Yine, bu Konak'taki tarihî elektrik fabrikası Büyükşehir Belediyesine verilmedi ama yeniden ihaleye çıkılacağı söylentileri de var. Çıkacak mı, çıkmayacak mı, onu söyleyin. Ve bu alanın bir vakfa bilabedel devredileceği söylentileri de var. Bir vakfa bilabedel nasıl devredilir, onu da anlatın bize.

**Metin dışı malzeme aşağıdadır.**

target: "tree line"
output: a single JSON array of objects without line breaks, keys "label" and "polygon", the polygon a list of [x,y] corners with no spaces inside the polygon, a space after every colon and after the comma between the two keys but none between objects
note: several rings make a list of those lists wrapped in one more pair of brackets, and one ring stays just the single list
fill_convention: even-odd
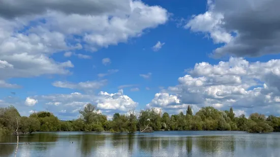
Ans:
[{"label": "tree line", "polygon": [[17,127],[22,133],[52,131],[109,131],[134,133],[153,131],[233,130],[250,133],[280,132],[280,117],[272,115],[266,117],[258,113],[248,118],[241,114],[235,116],[232,108],[219,110],[213,107],[202,107],[193,115],[191,106],[184,114],[170,115],[154,108],[139,112],[130,110],[127,114],[115,113],[111,120],[99,112],[96,106],[87,104],[80,110],[80,117],[62,122],[53,113],[47,111],[20,116],[16,108],[10,106],[0,108],[0,135],[14,133]]}]

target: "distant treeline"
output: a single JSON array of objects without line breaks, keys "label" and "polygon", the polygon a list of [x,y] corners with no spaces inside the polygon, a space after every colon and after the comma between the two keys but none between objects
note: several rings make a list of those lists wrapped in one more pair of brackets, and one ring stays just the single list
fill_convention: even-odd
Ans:
[{"label": "distant treeline", "polygon": [[232,108],[229,111],[213,107],[202,107],[195,115],[188,106],[182,112],[171,116],[155,108],[130,110],[127,114],[114,114],[111,120],[101,114],[96,106],[88,104],[80,111],[80,117],[61,122],[52,113],[40,111],[21,116],[13,106],[0,108],[0,135],[13,133],[18,121],[22,133],[49,131],[110,131],[133,133],[159,130],[238,130],[250,133],[280,131],[280,118],[274,115],[251,114],[248,119],[242,114],[236,117]]}]

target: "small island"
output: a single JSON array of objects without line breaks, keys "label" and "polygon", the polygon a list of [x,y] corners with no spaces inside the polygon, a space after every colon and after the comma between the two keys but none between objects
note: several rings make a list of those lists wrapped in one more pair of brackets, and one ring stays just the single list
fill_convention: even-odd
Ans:
[{"label": "small island", "polygon": [[[182,112],[171,116],[167,112],[151,109],[139,112],[131,110],[127,114],[114,114],[111,120],[101,114],[96,106],[87,104],[80,111],[79,119],[60,121],[47,111],[33,113],[21,116],[12,106],[0,108],[0,135],[18,132],[95,131],[97,132],[152,132],[154,131],[243,131],[248,133],[268,133],[280,131],[280,118],[272,115],[266,116],[258,113],[248,117],[241,114],[235,116],[232,108],[219,110],[213,107],[202,107],[196,113],[190,106],[185,114]],[[18,121],[17,123],[17,120]]]}]

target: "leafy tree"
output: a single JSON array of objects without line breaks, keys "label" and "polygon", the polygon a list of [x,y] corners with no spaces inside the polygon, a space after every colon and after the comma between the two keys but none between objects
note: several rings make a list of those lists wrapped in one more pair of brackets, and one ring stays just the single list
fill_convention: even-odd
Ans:
[{"label": "leafy tree", "polygon": [[193,111],[192,110],[192,107],[191,106],[188,106],[188,109],[186,110],[186,114],[193,115]]},{"label": "leafy tree", "polygon": [[136,125],[137,124],[137,117],[136,116],[136,112],[134,110],[130,110],[127,115],[128,119],[128,130],[130,133],[134,133],[136,131],[137,128]]},{"label": "leafy tree", "polygon": [[23,134],[25,134],[28,132],[28,117],[27,116],[23,116],[20,117],[19,122],[19,129]]},{"label": "leafy tree", "polygon": [[96,106],[87,104],[84,107],[83,110],[80,110],[79,112],[86,124],[91,124],[95,121],[98,124],[98,116],[99,109],[98,109]]},{"label": "leafy tree", "polygon": [[[169,130],[170,129],[170,117],[169,116],[169,114],[167,112],[164,112],[162,116],[161,120],[162,129],[164,129],[165,130]],[[165,126],[163,125],[163,124],[165,124]]]},{"label": "leafy tree", "polygon": [[28,132],[29,134],[40,129],[40,121],[36,118],[30,117],[27,119]]},{"label": "leafy tree", "polygon": [[232,109],[232,107],[231,107],[230,108],[230,111],[228,113],[228,117],[230,117],[231,121],[234,121],[234,116],[235,116],[235,114],[233,112],[233,109]]}]

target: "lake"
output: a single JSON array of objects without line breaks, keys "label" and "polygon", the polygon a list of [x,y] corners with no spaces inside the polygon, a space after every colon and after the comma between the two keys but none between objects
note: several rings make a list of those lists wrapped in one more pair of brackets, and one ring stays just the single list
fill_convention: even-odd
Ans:
[{"label": "lake", "polygon": [[[16,141],[15,135],[0,137],[0,156],[14,156]],[[237,131],[34,133],[20,135],[17,156],[275,157],[280,156],[280,133],[249,134]]]}]

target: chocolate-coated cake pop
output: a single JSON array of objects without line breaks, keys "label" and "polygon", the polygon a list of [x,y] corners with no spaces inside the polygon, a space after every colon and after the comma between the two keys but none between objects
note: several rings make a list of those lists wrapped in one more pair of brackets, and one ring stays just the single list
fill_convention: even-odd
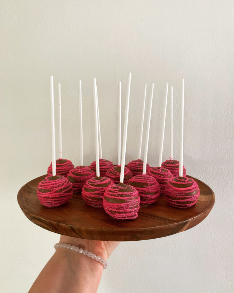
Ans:
[{"label": "chocolate-coated cake pop", "polygon": [[194,205],[200,195],[197,183],[186,177],[176,177],[165,188],[165,197],[175,207],[185,209]]},{"label": "chocolate-coated cake pop", "polygon": [[136,219],[138,217],[140,204],[137,191],[123,183],[110,185],[104,193],[103,207],[106,213],[115,219]]},{"label": "chocolate-coated cake pop", "polygon": [[[106,173],[109,169],[114,165],[113,163],[108,160],[105,159],[99,159],[99,170],[100,176],[104,177],[106,175]],[[95,173],[96,170],[96,161],[94,161],[90,165],[90,168]]]},{"label": "chocolate-coated cake pop", "polygon": [[142,207],[146,207],[154,203],[160,195],[160,187],[157,180],[147,174],[133,176],[128,184],[138,191]]},{"label": "chocolate-coated cake pop", "polygon": [[[162,164],[162,167],[170,171],[174,177],[179,176],[180,163],[176,160],[166,160]],[[183,166],[183,176],[186,176],[186,170]]]},{"label": "chocolate-coated cake pop", "polygon": [[147,174],[152,176],[158,182],[160,186],[160,194],[164,194],[166,185],[173,178],[171,171],[162,167],[151,167],[148,170]]},{"label": "chocolate-coated cake pop", "polygon": [[93,177],[84,185],[81,192],[83,199],[93,207],[103,207],[103,195],[107,187],[113,184],[106,177]]},{"label": "chocolate-coated cake pop", "polygon": [[63,176],[47,176],[37,187],[37,197],[46,207],[56,207],[66,203],[72,194],[71,184]]},{"label": "chocolate-coated cake pop", "polygon": [[[138,174],[142,174],[143,170],[143,161],[140,159],[133,160],[130,162],[127,166],[132,172],[133,176]],[[149,168],[149,165],[148,163],[146,164],[146,172]]]},{"label": "chocolate-coated cake pop", "polygon": [[88,166],[78,166],[70,170],[68,179],[71,183],[73,192],[79,193],[87,180],[95,176],[95,173]]},{"label": "chocolate-coated cake pop", "polygon": [[[118,166],[113,166],[106,172],[106,176],[111,179],[114,183],[118,183],[120,178],[121,169],[121,165]],[[131,171],[127,167],[125,167],[123,183],[126,184],[128,180],[132,177],[133,174]]]},{"label": "chocolate-coated cake pop", "polygon": [[[56,174],[66,176],[69,171],[74,168],[74,165],[70,160],[58,159],[56,161]],[[52,176],[52,162],[48,167],[47,174],[48,176]]]}]

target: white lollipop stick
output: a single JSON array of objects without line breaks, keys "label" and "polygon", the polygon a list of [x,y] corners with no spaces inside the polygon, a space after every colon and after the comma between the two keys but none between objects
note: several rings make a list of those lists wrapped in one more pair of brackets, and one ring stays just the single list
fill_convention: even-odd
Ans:
[{"label": "white lollipop stick", "polygon": [[119,113],[118,124],[118,166],[121,161],[121,82],[119,83]]},{"label": "white lollipop stick", "polygon": [[81,94],[81,81],[79,81],[79,100],[80,103],[80,166],[84,166],[83,154],[83,125],[82,124],[82,102]]},{"label": "white lollipop stick", "polygon": [[138,152],[138,158],[140,159],[141,153],[141,145],[142,143],[142,135],[143,133],[143,125],[144,124],[144,107],[145,105],[145,98],[146,96],[146,88],[147,84],[146,84],[144,87],[144,94],[143,100],[143,105],[142,106],[142,114],[141,116],[141,133],[140,135],[140,143],[139,144],[139,150]]},{"label": "white lollipop stick", "polygon": [[51,113],[51,135],[52,141],[52,175],[56,175],[56,165],[55,159],[55,131],[54,127],[54,79],[52,76],[50,77],[50,109]]},{"label": "white lollipop stick", "polygon": [[172,161],[173,160],[173,89],[172,86],[171,95],[170,159]]},{"label": "white lollipop stick", "polygon": [[144,146],[144,160],[143,162],[143,171],[142,174],[146,173],[146,163],[147,161],[147,155],[148,152],[148,145],[149,144],[149,127],[150,125],[150,118],[151,116],[151,109],[152,109],[152,103],[153,101],[153,94],[154,92],[154,84],[151,85],[150,90],[150,99],[149,106],[148,111],[148,118],[147,121],[147,127],[146,130],[146,137],[145,138],[145,143]]},{"label": "white lollipop stick", "polygon": [[131,75],[131,72],[130,72],[128,76],[128,82],[127,91],[127,98],[126,98],[126,104],[125,108],[125,117],[124,120],[124,127],[123,129],[123,148],[122,149],[122,157],[121,160],[121,168],[120,170],[120,182],[121,183],[123,183],[123,178],[124,176],[125,155],[126,155],[126,144],[127,144],[127,134],[128,132],[128,109],[129,106],[129,98],[130,98]]},{"label": "white lollipop stick", "polygon": [[162,166],[162,159],[163,157],[163,140],[164,139],[164,130],[165,128],[165,120],[166,119],[166,103],[167,101],[167,94],[168,92],[168,83],[166,84],[166,88],[165,90],[165,96],[164,99],[164,108],[163,116],[163,124],[162,125],[161,137],[161,147],[160,150],[159,159],[159,167]]},{"label": "white lollipop stick", "polygon": [[96,79],[93,80],[93,92],[94,104],[94,117],[95,125],[95,146],[96,154],[96,174],[97,177],[100,177],[99,168],[99,148],[98,144],[98,127],[97,122],[97,105],[96,88]]},{"label": "white lollipop stick", "polygon": [[184,135],[184,99],[185,80],[182,80],[182,95],[180,108],[180,157],[179,176],[183,177],[183,142]]},{"label": "white lollipop stick", "polygon": [[62,115],[61,114],[61,84],[58,84],[58,114],[59,117],[59,159],[63,158],[62,153]]},{"label": "white lollipop stick", "polygon": [[98,123],[98,137],[99,142],[99,158],[102,159],[102,153],[101,151],[101,131],[100,130],[100,120],[99,119],[99,110],[98,107],[98,97],[97,96],[97,88],[96,86],[96,95],[97,96],[97,121]]}]

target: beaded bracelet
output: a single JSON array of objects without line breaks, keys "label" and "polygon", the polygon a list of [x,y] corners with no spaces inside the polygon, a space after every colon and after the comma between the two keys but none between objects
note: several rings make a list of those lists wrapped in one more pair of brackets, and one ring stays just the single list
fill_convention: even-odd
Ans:
[{"label": "beaded bracelet", "polygon": [[91,257],[93,259],[95,259],[97,261],[99,261],[100,263],[103,265],[104,269],[107,268],[108,266],[108,264],[106,260],[105,260],[100,256],[96,255],[95,253],[92,253],[90,251],[88,252],[87,250],[84,250],[82,248],[79,248],[79,247],[76,247],[74,245],[71,245],[70,244],[67,244],[66,243],[56,243],[54,246],[55,249],[56,249],[59,247],[70,249],[75,252],[79,252],[80,253],[82,253],[84,255],[87,255],[89,257]]}]

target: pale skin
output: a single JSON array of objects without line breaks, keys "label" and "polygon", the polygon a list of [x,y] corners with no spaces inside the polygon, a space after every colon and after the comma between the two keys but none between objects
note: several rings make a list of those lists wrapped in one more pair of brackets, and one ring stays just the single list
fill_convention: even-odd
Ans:
[{"label": "pale skin", "polygon": [[[63,235],[59,242],[82,248],[106,260],[120,243]],[[103,266],[95,260],[70,249],[58,248],[29,293],[96,293],[103,270]]]}]

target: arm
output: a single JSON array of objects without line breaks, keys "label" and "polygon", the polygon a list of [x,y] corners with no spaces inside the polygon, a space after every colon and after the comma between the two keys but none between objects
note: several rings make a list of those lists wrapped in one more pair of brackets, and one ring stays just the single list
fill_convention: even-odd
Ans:
[{"label": "arm", "polygon": [[[61,235],[60,242],[95,253],[106,260],[119,243]],[[103,266],[95,260],[70,249],[58,248],[29,293],[96,293]]]}]

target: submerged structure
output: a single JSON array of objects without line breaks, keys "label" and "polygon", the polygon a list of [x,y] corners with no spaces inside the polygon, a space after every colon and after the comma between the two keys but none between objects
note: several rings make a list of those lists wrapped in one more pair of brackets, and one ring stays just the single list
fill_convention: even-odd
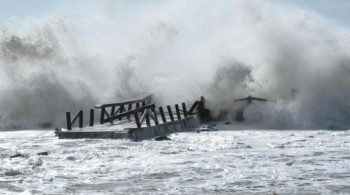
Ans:
[{"label": "submerged structure", "polygon": [[[199,107],[199,109],[198,109]],[[60,139],[105,138],[144,139],[166,136],[176,132],[195,131],[200,122],[195,116],[201,112],[201,101],[195,101],[187,110],[186,103],[157,107],[152,95],[125,102],[96,105],[89,112],[89,124],[84,126],[84,113],[71,118],[66,113],[67,128],[57,129]],[[95,113],[99,121],[95,122]],[[78,121],[78,127],[75,122]]]}]

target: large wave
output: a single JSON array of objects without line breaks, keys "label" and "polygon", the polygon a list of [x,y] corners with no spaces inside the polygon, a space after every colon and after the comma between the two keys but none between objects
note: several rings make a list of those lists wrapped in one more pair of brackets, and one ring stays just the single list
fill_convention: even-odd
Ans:
[{"label": "large wave", "polygon": [[1,129],[64,125],[66,111],[148,93],[203,95],[214,115],[265,97],[277,102],[247,107],[247,123],[350,127],[349,31],[315,13],[246,0],[75,6],[1,25]]}]

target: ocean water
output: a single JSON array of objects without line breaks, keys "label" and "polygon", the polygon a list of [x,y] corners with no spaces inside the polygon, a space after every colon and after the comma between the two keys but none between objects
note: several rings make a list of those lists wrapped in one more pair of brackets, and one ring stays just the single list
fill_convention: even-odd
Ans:
[{"label": "ocean water", "polygon": [[[350,194],[350,131],[170,138],[60,140],[53,131],[1,132],[0,194]],[[24,156],[9,158],[16,152]]]}]

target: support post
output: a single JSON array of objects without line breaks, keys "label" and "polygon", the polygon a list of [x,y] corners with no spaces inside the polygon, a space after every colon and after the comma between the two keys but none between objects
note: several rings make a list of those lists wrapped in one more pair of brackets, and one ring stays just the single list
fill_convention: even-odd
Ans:
[{"label": "support post", "polygon": [[90,127],[94,126],[95,122],[95,110],[90,109]]},{"label": "support post", "polygon": [[140,118],[139,118],[139,114],[137,112],[134,113],[134,117],[135,117],[135,122],[136,122],[137,128],[141,128]]},{"label": "support post", "polygon": [[112,108],[111,108],[111,116],[113,116],[114,113],[115,113],[115,106],[112,106]]},{"label": "support post", "polygon": [[176,110],[177,120],[181,120],[181,114],[180,114],[180,109],[178,104],[175,104],[175,110]]},{"label": "support post", "polygon": [[[128,106],[128,111],[130,111],[131,109],[132,109],[132,103],[129,104],[129,106]],[[128,118],[128,120],[130,121],[130,115],[128,115],[127,118]]]},{"label": "support post", "polygon": [[82,110],[80,110],[79,111],[79,114],[78,114],[79,116],[79,128],[83,128],[83,123],[84,123],[84,120],[83,120],[83,111]]},{"label": "support post", "polygon": [[105,121],[105,112],[106,112],[106,108],[105,107],[101,107],[101,116],[100,116],[100,124],[103,124]]},{"label": "support post", "polygon": [[147,127],[150,127],[150,126],[151,126],[151,122],[150,122],[150,120],[149,120],[148,109],[146,109],[146,124],[147,124]]},{"label": "support post", "polygon": [[183,110],[183,113],[184,113],[184,117],[186,118],[187,117],[187,110],[186,110],[185,102],[182,102],[182,110]]},{"label": "support post", "polygon": [[72,130],[72,123],[70,118],[70,112],[66,112],[67,129]]},{"label": "support post", "polygon": [[159,113],[160,113],[160,116],[162,117],[163,123],[166,123],[166,118],[165,118],[165,115],[164,115],[163,107],[159,107]]},{"label": "support post", "polygon": [[154,124],[159,125],[156,109],[155,109],[154,107],[152,107],[152,108],[151,108],[151,111],[152,111],[153,116],[154,116],[154,118],[153,118]]},{"label": "support post", "polygon": [[170,120],[171,120],[171,121],[174,121],[174,116],[173,116],[173,112],[171,111],[170,105],[167,106],[167,109],[168,109],[168,113],[169,113]]}]

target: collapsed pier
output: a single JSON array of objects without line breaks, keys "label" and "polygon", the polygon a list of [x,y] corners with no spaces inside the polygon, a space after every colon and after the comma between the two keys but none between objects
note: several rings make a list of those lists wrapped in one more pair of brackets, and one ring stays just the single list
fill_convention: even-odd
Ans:
[{"label": "collapsed pier", "polygon": [[[200,125],[195,116],[200,101],[187,110],[186,103],[157,107],[152,96],[125,102],[96,105],[89,112],[89,124],[84,126],[84,113],[74,118],[66,113],[67,128],[56,131],[60,139],[130,139],[141,141],[176,132],[196,131]],[[99,121],[95,122],[95,113]],[[78,122],[78,125],[75,123]]]}]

O anlamda, biz sizin isim değişikliğinizi değil, zihniyet değişikliğinizi de bir görelim çünkü sizin elinizde olmayan sebeple belki siz çıktınız; sizde de suç yok, sizde de kabahat aramıyorum çünkü siz ihaleye çıktınız, amacınız burayı bir an önce değerlendirmekti ve ona ilişkin bir parayı da kasanıza koymaktı. Parayı getirip kasanıza koyan Belediye Başkanı Tunç Soyer'in ve İzmir Büyükşehir Belediyesinin teklifi de ortada kaldı.

Ben iki yer için özellikle üzerinde çok durmak istiyorum. TEKEL eski şarap fabrikasıyla ilgili bana ayrıntılı bilgi rica ediyorum ve bu elektrik fabrikasıyla ilgili ayrıntılı bilgi rica ediyorum.

Teşekkür ederim.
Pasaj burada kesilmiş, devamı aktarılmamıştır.